Retirement income guardrails can be a valuable tool for retirees who want to make the most of their retirement savings. Retirees can strike the right balance between enjoying their retirement and making their money last as long as possible by setting spending limits and preparing for unexpected changes in their financial situation.

It’s important to work with a financial planner who can help you to implement income guardrails tailored to your situation. By doing so, you can enjoy a comfortable retirement without worrying about running out of money.

Please note

Retirement planning is a complex area. It requires careful consideration of different factors, including your current situation, retirement goals and risk tolerance.

The income guardrail strategy, in particular, can be a complex and nuanced approach to retirement income planning. You set up income ‘guardrails’ to navigate the uncertainty of retirement income.

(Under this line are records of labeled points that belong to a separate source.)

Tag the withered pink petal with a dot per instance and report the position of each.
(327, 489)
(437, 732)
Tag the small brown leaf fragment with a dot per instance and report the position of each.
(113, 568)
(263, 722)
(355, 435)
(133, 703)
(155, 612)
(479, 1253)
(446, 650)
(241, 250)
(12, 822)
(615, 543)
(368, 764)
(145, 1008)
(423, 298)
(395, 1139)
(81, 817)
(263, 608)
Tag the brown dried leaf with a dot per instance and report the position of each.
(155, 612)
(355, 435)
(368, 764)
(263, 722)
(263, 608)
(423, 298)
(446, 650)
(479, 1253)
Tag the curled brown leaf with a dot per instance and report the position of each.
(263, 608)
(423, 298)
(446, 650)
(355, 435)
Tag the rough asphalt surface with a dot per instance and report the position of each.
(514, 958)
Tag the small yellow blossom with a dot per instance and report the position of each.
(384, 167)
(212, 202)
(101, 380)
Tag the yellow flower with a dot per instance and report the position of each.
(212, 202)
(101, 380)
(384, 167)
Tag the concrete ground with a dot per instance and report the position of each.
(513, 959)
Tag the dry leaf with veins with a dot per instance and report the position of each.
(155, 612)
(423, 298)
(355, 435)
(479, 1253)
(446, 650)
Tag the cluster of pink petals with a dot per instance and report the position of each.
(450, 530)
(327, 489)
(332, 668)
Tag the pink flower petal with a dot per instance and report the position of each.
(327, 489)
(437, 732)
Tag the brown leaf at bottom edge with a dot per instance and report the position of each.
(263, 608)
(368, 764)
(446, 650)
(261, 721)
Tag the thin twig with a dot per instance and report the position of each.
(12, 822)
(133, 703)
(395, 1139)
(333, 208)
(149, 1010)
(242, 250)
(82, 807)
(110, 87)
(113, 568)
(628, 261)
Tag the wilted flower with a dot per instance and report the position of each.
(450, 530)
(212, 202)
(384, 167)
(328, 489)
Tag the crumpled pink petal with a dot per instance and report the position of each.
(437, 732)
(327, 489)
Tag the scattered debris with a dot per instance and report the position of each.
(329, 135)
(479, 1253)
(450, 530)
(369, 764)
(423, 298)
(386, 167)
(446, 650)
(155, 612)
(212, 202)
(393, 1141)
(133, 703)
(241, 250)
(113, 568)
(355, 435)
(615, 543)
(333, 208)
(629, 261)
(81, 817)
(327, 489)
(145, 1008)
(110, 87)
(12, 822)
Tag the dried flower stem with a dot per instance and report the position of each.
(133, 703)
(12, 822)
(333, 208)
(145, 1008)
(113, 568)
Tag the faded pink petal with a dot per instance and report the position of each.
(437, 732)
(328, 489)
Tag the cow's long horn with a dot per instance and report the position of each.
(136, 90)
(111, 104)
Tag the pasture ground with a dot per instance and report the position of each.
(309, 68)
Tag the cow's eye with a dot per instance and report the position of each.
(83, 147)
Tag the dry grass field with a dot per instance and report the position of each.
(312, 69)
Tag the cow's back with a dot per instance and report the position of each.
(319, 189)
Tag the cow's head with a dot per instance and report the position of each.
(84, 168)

While this can be effective in providing a steady stream of income during retirement, it is not suitable for everyone. We recommend that you consult with a specialised financial planner before implementing the income guardrail strategy. This will ensure that it is the right approach for your unique needs and circumstances.

A professional financial planner will assess your individual situation, weigh the benefits and risks of different strategies. Based on the analysis, they will develop a personalised retirement income plan tailored to your specific needs and goals

Other points to take note of:

  • This guide is for information purposes and does not constitute financial advice, which should be based on your individual circumstances.
  • A pension is a long-term investment. The value of your investment and the income from it may go down as well as up. Your eventual income may depend upon the size of the fund at retirement, future interest rates and tax legislation.
  • Past performance is not a reliable indicator of future performance.
  • The interest rates at the time you take your benefits could affect your pension income. The tax implications of pension withdrawals will be based on your individual circumstances, tax legislation and regulation. These are subject to change in the future.